Baukunst (Inder)

Baukunst (Inder).

Baukunst I.

Baudenkmäler Amerikas – Indische Baukunst

  1. Teocalli Xochicalco bei Cuernavaca, Mex.
  2. Teocalli von Tusapan in Mexiko, Amerika.
  3. Teocalli von Papantla in Veracruz, Mex.
  4. Tschultri (Saal für Pilger) zu Madura, 1623 n. Chr.
  5. Pfeiler aus dem Tschultri.
  6. Pagode zu Madura a. d. Koromandelküste, Ind.
  7. Portal zu Tschillambrum bei Ponditscherri.
  8. Kailâsa-Tempel zu Ellora, von m nach n des Grundrisses gesehen, erste Hälfte des 9. Jahrh. Indisch.
  9. Grundriss des Kailâsa-Tempels. Indisch.
  10. Säule aus der Parasua Rama-Grotte an der Indra-Grotte zu Ellora, 12. Jahrh.
  11. Säule von Elefanta bei Bombay, 10. Jahrh., Ind.
  12. Säule von Mahamalaipur a. d. Koromandelküste, 13. Jahrh., Ind.
  13. Chaitja-Grotte zu Karli c. 150 v. Chr. 126′ l. 45′ 7“ br.

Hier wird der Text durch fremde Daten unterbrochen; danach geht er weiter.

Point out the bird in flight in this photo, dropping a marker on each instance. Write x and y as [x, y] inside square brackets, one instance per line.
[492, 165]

Getrennt von dem Völkerleben des westlichen Asien entwickelte sich der Osten dieses Weltteils, als dessen Kultursitz vornehmlich Hindostan erscheint. Die zahlreichen Denkmäler dieses Landes sind an Umfang und Pracht nur mit denen des ägyptischen Volks zu vergleichen (s. Tafel I, Fig. 4-13). Der Grundzug des indischen Volkscharakters, eine große Weichheit des Gefühls und eine lebhafte Glut der Phantasie, in der sich fast jede übrige Thätigkeit des Geistes auflöst, zeigt sich auch in den indischen Bauwerken, bei denen durchweg ein lebendiges Gefühl hervortritt, welches die Form nicht um einer konventionellen Bedeutung, sondern um ihrer selbst willen bildet; aber die fessellose Phantasie gestattet dem Gefühl nicht oder nur selten die zu einer harmonischen Durchbildung notwendige Ruhe, sie häuft Formen auf Formen und endet mit dem Eindruck einer fast chaotischen Verwirrung. Die Blütezeit der indischen B. fällt mit dem gleichzeitigen Bestehen des ((Brahmanismus)) und ((Buddhismus)) zusammen, besonders in das letzte Jahrhundert vor Christo. Die bedeutendsten Baureste finden sich in Dekhan, deren wichtigste jene zum Teil sehr umfassenden Felsmonumente sind, die auf der Westseite der Halbinsel, in größerer oder geringerer Entfernung von der Stadt Bombay, liegen. Sie zeigen eine mehr oder weniger entschiedene Übereinstimmung des Stils und gehören ohne Zweifel derselben Entwickelungsperiode an.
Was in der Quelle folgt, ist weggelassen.